[Cryptography] SW requirements to block timing side-channel attacks ??

Mon Jul 17 10:31:06 EDT 2017

> Ok, suppose we take a cue from the design of some microcodes, which have a "time duration" field to specify how many minor clock cycles this microcode instruction should take to allow all the buses to "settle" before moving on.
> 
> We can incorporate such a *duration* parameter in each call to a crypto routine; the crypto routine has to process this parameter *first*, so as not to allow the contents of any other parameter to affect overall timing.  The CPU's real-time clock is read, and the parameter is added to the value of the real-time clock to set an alarm clock to indicate when the crypto routine is to return.  The crypto routine is executed, and a barrier synchronization then waits for the previously computed alarm clock time to arrive before the crypto routine is allowed to return....
And right here the idea breaks down, as you're assuming that whatever you use to waste time up to the limit if you finish early will be externally indistinguishable from actual cryptographic computations.

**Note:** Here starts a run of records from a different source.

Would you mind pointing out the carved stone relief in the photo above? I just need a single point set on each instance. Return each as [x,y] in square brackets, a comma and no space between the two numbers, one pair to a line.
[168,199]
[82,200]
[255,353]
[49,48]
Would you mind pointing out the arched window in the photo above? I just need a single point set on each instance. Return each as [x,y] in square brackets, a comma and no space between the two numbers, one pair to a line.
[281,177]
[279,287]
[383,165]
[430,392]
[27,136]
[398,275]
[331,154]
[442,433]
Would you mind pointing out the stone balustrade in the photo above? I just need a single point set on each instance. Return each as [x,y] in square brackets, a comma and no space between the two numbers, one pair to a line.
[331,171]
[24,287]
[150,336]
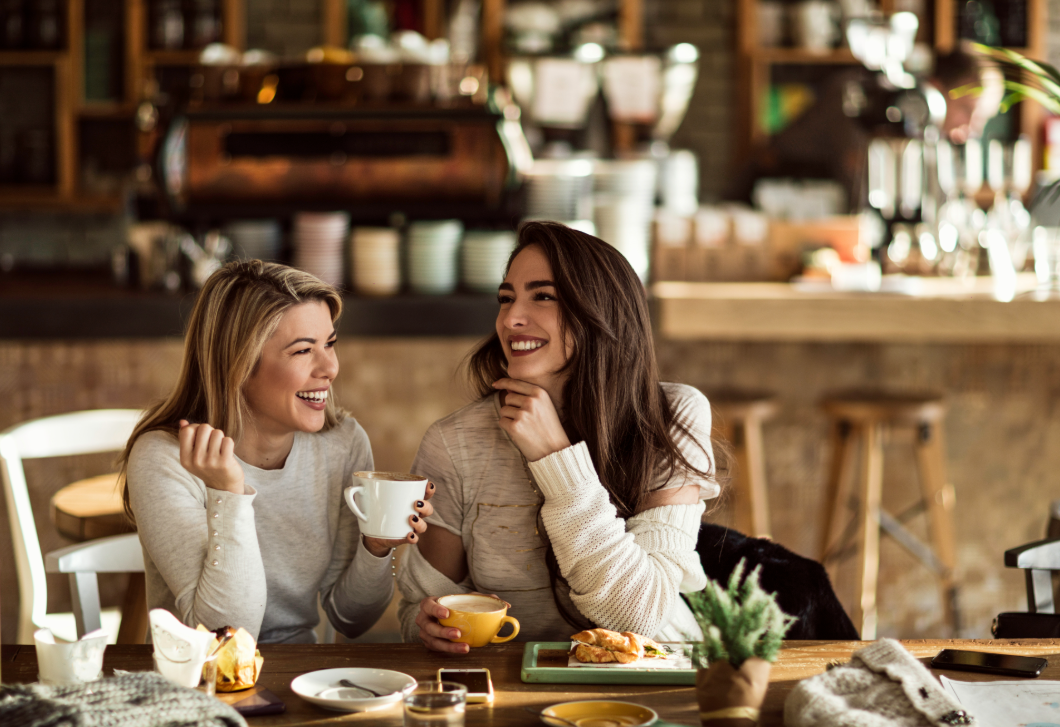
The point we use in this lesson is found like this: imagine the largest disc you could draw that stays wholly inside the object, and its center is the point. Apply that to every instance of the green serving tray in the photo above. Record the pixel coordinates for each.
(531, 673)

I don't think people appreciate just how complex modern hardware is.  Here's something I just recently learned:  The last 2 (3?) generations of Intel chips have non-uniform memory access *on chip*.  When you look at the chip, you see some number of cores, and some amount of memory.  They all look the same.  But on the chip, the cores are grouped into blocks, each with some fraction of the memory; and the blocks are on an on-chip ring.  (Early versions used a uni-directional ring; later versions a bi-directional ring.)  So memory latency depends on whether you are accessing memory in the same block as the current core, or memory in some other core; and if on some other core, how far away it is along the ring.  In fact, the difference (viewed at a high level) comes to over 30% (after caches are considered).  If you look just at raw access times, the difference is much greater.  Also, there's a distributed cache consistency algorithm *running inside the chip itself*.  So you could probe what other cores are using from the cache by looking at cache hits and misses on yours.

Oh, and BTW, Skylake replaces the ring with a crossbar - whose detailed performance characteristics no one outside of Intel yet knows.

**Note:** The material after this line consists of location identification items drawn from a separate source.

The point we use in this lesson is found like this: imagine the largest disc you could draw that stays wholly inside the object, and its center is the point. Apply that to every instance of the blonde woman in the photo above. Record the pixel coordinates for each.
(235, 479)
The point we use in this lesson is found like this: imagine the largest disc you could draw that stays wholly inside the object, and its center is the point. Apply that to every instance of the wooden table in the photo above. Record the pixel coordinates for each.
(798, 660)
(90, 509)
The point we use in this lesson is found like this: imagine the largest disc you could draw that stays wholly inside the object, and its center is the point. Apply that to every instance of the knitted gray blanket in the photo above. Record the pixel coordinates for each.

On top of all this, OS's have complex algorithms that try to optimize usage in the face of the complexity of the hardware - e.g., trying to allocate memory in the same block as the core running the thread that allocated it (which can actually fail badly if the design of the application allocates memory in one thread - e.g., a UI responder - and promptly passes it off to another).

Given this level of complexity, I think the notion of "really secure" cryptography running on general-purpose hardware is nonsense - if you define "really secure" as safe against all kinds of side-channel attacks by NSA and its friends - not to mention attacks through holes deliberately or accidentally introduced in the huge amounts of microcode that runs all this stuff.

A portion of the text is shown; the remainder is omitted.